Hello Gerry and Tom,
We are aware of this issue and already provided a fix to 21.05 and CCed stable.
Please check this series from Matan Azrad, and let me know the result of your
cases:
[PATCH 0/4] net/mlx5: fix imissed statistic
The imissed port statistic counts packets that were dropped by the device Rx
queues.
In mlx5, the imissed counter summarizes 2 counters:
- packets dropped by the SW queue handling counted by SW.
- packets dropped by the HW queues due to "out of buffer" events
detected when no SW buffer is available for the incoming
packets.
There is HW counter object that should be created per device, and all the Rx
queues should be assigned to this counter in configuration time.
This part was missed when the Rx queues were created by DevX what remained the
"out of buffer" counter clean forever in this case.
Add 2 options to assign the DevX Rx queues to queue counter:
- Create queue counter per device by DevX and assign all the
queues to it.
- Query the kernel counter and assign all the queues to it.
Use the first option by default and if it is failed, fallback to the second
option.
Matan Azrad (4):
common/mlx5/linux: add glue function to query WQ
common/mlx5: add DevX command to query WQ
common/mlx5: add DevX commands for queue counters
net/mlx5: fix imissed statistics
Regards,
Asaf Penso
>-----Original Message-----
>From: users <[email protected]> On Behalf Of Tom Barbette
>Sent: Tuesday, April 13, 2021 4:40 PM
>To: Gerry Wan <[email protected]>; [email protected]
>Cc: Matan Azrad <[email protected]>; Shahaf Shuler <[email protected]>;
>Slava Ovsiienko <[email protected]>
>Subject: Re: [dpdk-users] mlx5: packets lost between good+discard and phy
>counters
>
>CC-ing maintainers.
>
>I did observe that too. rx_out_of_buffer is always 0 since a few months (I did
>not personnaly try to revert versions as Gerry did, I assume it was a DPDK
>update indeed as Gerry verified).
>
>
>Tom
>
>Le 11-04-21 à 03:31, Gerry Wan a écrit :
>> After further investigation, I think this may be a bug introduced in
>> DPDK v20.11, where these "lost" packets should be counted as
>"rx_out_of_buffer"
>> and "rx_missed_errors". On v20.08 both of these counters increment,
>> but
>on
>> v20.11 and v21.02 these counters always remain 0.
>>
>> Any workarounds for this?
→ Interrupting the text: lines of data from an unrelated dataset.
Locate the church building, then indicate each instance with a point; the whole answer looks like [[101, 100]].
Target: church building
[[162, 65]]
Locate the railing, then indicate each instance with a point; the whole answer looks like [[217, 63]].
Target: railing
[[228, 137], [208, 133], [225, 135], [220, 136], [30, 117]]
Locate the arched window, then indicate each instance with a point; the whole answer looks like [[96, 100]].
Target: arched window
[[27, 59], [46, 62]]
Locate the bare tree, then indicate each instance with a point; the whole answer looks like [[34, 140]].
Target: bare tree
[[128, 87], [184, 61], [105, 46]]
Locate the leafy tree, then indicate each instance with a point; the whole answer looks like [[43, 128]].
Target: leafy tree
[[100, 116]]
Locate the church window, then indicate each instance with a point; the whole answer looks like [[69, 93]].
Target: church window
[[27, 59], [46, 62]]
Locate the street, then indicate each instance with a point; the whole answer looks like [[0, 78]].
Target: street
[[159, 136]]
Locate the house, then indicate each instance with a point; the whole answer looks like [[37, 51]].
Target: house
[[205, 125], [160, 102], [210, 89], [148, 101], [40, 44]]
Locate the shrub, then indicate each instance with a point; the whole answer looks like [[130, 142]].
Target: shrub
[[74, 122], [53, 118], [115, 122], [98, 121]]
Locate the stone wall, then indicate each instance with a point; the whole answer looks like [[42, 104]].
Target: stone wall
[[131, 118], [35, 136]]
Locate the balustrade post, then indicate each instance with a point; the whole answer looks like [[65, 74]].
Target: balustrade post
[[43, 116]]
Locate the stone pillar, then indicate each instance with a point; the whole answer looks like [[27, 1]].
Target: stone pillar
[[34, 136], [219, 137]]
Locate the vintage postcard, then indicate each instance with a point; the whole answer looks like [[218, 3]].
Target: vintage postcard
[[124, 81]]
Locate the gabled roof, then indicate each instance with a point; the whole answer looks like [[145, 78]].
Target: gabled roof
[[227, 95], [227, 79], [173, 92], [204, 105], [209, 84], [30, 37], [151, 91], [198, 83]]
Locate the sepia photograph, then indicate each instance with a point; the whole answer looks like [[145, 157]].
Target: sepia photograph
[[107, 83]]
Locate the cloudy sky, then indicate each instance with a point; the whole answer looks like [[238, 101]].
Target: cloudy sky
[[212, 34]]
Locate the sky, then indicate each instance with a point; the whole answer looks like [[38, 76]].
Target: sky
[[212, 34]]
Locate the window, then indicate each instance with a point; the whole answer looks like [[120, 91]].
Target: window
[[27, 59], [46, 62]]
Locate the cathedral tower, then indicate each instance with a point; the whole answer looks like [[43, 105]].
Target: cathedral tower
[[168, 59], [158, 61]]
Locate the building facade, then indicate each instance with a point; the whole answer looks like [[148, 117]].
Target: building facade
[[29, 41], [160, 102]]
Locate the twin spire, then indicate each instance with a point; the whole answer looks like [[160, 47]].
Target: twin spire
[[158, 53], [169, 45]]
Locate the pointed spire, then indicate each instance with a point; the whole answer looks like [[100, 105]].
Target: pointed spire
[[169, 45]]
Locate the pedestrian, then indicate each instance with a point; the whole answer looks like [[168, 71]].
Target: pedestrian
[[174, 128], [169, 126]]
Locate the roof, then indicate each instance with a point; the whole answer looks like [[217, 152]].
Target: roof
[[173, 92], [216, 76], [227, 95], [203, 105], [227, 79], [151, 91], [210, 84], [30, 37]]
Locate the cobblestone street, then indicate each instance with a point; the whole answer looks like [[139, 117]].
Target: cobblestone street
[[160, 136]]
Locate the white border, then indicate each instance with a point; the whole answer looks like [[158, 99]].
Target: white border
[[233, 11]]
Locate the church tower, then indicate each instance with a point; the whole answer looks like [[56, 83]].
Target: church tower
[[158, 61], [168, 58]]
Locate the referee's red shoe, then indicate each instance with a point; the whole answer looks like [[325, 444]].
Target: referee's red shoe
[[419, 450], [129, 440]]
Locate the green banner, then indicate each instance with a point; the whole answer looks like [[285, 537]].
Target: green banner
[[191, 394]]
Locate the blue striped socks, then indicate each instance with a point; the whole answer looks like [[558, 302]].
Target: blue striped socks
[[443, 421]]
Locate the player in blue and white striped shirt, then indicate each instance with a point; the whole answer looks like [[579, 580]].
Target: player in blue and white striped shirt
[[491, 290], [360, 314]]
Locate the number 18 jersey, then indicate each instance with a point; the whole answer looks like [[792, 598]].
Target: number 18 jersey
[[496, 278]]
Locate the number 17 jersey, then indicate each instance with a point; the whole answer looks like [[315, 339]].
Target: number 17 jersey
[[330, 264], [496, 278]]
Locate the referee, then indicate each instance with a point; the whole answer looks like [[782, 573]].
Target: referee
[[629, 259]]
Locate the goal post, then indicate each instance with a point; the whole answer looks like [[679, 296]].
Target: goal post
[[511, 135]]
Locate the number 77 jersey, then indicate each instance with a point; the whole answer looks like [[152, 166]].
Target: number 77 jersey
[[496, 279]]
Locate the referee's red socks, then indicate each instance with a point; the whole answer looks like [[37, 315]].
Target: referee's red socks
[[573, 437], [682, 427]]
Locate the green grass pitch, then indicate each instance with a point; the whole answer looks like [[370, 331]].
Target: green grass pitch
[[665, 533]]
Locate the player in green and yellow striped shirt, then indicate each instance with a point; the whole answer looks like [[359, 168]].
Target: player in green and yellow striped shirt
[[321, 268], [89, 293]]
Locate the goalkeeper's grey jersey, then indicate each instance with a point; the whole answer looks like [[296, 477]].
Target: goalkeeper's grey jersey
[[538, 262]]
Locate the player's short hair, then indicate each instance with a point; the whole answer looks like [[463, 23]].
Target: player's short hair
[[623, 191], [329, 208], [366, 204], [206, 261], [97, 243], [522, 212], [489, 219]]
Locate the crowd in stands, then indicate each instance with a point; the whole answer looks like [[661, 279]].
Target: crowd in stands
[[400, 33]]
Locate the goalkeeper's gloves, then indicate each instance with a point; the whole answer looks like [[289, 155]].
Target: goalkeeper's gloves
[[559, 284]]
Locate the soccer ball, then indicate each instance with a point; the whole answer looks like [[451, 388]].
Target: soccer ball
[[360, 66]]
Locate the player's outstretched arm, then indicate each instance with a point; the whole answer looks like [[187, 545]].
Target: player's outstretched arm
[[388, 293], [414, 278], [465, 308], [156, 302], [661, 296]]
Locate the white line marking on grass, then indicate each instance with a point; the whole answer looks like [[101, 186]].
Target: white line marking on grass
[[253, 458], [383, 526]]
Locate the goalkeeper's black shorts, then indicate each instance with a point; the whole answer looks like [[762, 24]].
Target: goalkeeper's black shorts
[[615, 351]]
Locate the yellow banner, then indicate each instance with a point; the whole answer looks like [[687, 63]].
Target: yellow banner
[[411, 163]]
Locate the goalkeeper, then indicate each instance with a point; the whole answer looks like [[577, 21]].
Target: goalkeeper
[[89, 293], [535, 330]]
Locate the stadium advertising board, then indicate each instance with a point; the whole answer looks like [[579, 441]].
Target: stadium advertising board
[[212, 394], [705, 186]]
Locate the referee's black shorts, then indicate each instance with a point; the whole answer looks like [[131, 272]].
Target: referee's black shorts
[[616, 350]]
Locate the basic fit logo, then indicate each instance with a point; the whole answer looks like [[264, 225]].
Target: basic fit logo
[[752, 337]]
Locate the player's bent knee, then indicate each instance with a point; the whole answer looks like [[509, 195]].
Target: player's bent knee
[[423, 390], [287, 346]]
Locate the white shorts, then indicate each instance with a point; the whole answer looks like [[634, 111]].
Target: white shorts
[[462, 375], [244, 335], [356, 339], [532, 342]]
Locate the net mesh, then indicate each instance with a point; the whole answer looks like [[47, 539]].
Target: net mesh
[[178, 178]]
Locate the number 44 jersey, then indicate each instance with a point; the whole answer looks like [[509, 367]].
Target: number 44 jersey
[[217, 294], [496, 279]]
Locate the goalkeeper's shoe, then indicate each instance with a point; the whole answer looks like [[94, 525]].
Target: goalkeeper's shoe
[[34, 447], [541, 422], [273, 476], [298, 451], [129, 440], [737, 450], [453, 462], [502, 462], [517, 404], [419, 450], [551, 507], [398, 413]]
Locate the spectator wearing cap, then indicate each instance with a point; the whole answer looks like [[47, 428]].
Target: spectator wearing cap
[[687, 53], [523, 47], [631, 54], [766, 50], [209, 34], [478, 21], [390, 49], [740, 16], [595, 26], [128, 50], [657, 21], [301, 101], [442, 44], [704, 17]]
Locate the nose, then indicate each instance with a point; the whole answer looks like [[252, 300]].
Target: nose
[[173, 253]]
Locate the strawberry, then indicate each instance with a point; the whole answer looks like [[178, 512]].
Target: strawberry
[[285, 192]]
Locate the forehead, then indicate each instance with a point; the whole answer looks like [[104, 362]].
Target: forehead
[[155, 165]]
This is an important statistic for my use case.
>>
>> On Fri, Apr 2, 2021 at 5:03 PM Gerry Wan <[email protected]> wrote:
>>
>>> I have a simple forwarding experiment using a mlx5 NIC directly
>>> connected to a generator. I am noticing that at high enough
>>> throughput, rx_good_packets + rx_phy_discard_packets may not equal
>rx_phy_packets.
>>> Where are these packets being dropped?
>>>
>>> Below is an example xstats where I receive at almost the limit of
>>> what
>my
>>> application can handle with no loss. It shows rx_phy_discard_packets
>>> is 0 but the number actually received by the CPU is less than
>rx_phy_packets.
>>> rx_out_of_buffer and other errors are also 0.
>>>
>>> I have disabled Ethernet flow control via rte_eth_dev_flow_ctrl_set
>>> with mode = RTE_FC_NONE, if that matters.
>>>
>>> {
>>> "rx_good_packets": 319992439,
>>> "tx_good_packets": 0,
>>> "rx_good_bytes": 19199546340,
>>> "tx_good_bytes": 0,
>>> "rx_missed_errors": 0,
>>> "rx_errors": 0,
>>> "tx_errors": 0,
>>> "rx_mbuf_allocation_errors": 0,
>>> "rx_q0_packets": 319992439,
>>> "rx_q0_bytes": 19199546340,
>>> "rx_q0_errors": 0,
>>> "rx_wqe_errors": 0,
>>> "rx_unicast_packets": 319999892,
>>> "rx_unicast_bytes": 19199993520,
>>> "tx_unicast_packets": 0,
>>> "tx_unicast_bytes": 0,
>>> "rx_multicast_packets": 0,
>>> "rx_multicast_bytes": 0,
>>> "tx_multicast_packets": 0,
>>> "tx_multicast_bytes": 0,
>>> "rx_broadcast_packets": 0,
>>> "rx_broadcast_bytes": 0,
>>> "tx_broadcast_packets": 0,
>>> "tx_broadcast_bytes": 0,
>>> "tx_phy_packets": 0,
>>> "rx_phy_packets": 319999892,
>>> "rx_phy_crc_errors": 0,
>>> "tx_phy_bytes": 0,
>>> "rx_phy_bytes": 20479993088,
>>> "rx_phy_in_range_len_errors": 0,
>>> "rx_phy_symbol_errors": 0,
>>> "rx_phy_discard_packets": 0,
>>> "tx_phy_discard_packets": 0,
>>> "tx_phy_errors": 0,
>>> "rx_out_of_buffer": 0,
>>> "tx_pp_missed_interrupt_errors": 0,
>>> "tx_pp_rearm_queue_errors": 0,
>>> "tx_pp_clock_queue_errors": 0,
>>> "tx_pp_timestamp_past_errors": 0,
>>> "tx_pp_timestamp_future_errors": 0,
>>> "tx_pp_jitter": 0,
>>> "tx_pp_wander": 0,
>>> "tx_pp_sync_lost": 0,
>>> }
>>>
>>>